Escrito a finales del siglo I, fundamenta su esperanza en la muerte y en la resurrección de Jesucristo, acontecimiento fugazmente evocado (Ap 11,8) pero celebrado cada «día del Señor», lugar y tiempo sacramentales de las visiones que se cuentan (Ap 1,10).
En Oriente se lee este libro con cautela –sin duda debido a la demonización de los poderes políticos–. En cambio, en Occidente inspira a los artistas que activan su fuerza imaginativa. Un poeta como Paul Claudel recurre varias veces a este libro en su obra porque, según sus propias palabras, «no se trata de comprender el Apocalipsis, sino de pasear dentro de él» (Au milieu des vitraux del’Apocalypse, 1966)1.

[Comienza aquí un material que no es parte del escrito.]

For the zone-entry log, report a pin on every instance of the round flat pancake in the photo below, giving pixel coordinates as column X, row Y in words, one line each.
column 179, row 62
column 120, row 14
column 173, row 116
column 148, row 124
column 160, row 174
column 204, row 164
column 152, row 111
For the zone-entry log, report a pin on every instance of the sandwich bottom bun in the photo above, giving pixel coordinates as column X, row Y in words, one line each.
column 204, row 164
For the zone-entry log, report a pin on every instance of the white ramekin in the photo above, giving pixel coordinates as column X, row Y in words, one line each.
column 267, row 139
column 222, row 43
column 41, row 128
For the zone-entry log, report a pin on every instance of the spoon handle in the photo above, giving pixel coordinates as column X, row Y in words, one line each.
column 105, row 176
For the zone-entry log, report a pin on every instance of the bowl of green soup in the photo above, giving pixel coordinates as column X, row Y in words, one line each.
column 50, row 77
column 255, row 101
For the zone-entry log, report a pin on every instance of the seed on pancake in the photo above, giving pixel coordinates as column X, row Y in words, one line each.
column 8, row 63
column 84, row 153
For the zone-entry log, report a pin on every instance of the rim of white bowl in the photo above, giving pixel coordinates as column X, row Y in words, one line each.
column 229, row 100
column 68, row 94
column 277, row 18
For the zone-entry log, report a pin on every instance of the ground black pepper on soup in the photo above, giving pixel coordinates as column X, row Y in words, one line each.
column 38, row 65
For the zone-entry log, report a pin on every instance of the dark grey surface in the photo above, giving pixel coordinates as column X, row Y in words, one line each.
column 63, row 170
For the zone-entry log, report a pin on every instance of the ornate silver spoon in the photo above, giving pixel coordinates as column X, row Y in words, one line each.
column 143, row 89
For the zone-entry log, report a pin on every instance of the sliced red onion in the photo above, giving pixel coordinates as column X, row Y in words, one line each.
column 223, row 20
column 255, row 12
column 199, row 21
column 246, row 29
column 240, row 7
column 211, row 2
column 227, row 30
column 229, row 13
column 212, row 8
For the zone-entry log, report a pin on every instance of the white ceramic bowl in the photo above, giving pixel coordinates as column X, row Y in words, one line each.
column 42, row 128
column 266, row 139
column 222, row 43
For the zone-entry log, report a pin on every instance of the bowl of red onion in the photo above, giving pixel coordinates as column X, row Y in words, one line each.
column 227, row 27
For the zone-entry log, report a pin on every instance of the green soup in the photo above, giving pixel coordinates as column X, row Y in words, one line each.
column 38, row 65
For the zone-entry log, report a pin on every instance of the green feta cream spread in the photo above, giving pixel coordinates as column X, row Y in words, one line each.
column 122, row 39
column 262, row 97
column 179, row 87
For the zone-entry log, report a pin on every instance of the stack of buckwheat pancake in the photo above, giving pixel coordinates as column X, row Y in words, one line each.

Hace ya cuarenta años, en diciembre de 1974, el Cuaderno Bíblico n. 11 abría a su lectura. No obstante sus cualidades pedagógicas, ha quedado obsoleto. En enero de 2000, al alba del nuevo milenio, el Cuaderno n. 110 amplió el estudio a «los apocalipsis del Nuevo Testamento», pero no pudo dedicarse a una lectura seguida de la obra. Este objetivo se ha realizado con este nuevo cuaderno que presentamos.
Yves-Marie Blanchard, especialista del corpus joánico, ha dedicado mucho tiempo, y numerosas conferencias y coloquios a profundizar en el libro del Apocalipsis. Especialista en el análisis narrativo, y evitando los tecnicismos, nos guía con competencia y pedagogía por una cuidadosa lectura teológica. Da prioridad al hilo del texto, al encadenamiento del relato. No se olvidan las referencias de tipo intertextual (las alusiones a las Escrituras), histórico o cultural pero, puesto que fueron bien abordadas en el Cuaderno n. 110, se reducen en esta ocasión a un párrafo o a un recuadro. En la conclusión (pp. 57-58), no se pasarán por alto las dificultades que se presentan una lectura seguida de la obra. Es nuestro deseo que este Cuaderno permita a los lectores tener un visión nueva del Apocalipsis.
GÉRARDBILLON
Yves-Marie BLANCHARD es sacerdote dela diócesis de Poitiers, profesor emérito de Exégesis de Nuevo Testamento en el Theologicum del Instituto Católico de París y miembro del Grupo de Dombes. Especializado en el corpus joánico y en los Padres de la Iglesia, ha colaborado en varios Cuadernos Bíblicos y escribió el n. 138 (Los escritosjoánicos. Una comunidad atestigua su fe). Sus últimas obras son: L’Évangile du Christ Roi ou la figure johannique del’Agneau (Desclée de Brouwer , 2012) y L’Église mystère et institutionselon le quatrième évangile (Desclée de Brouwer , 2013).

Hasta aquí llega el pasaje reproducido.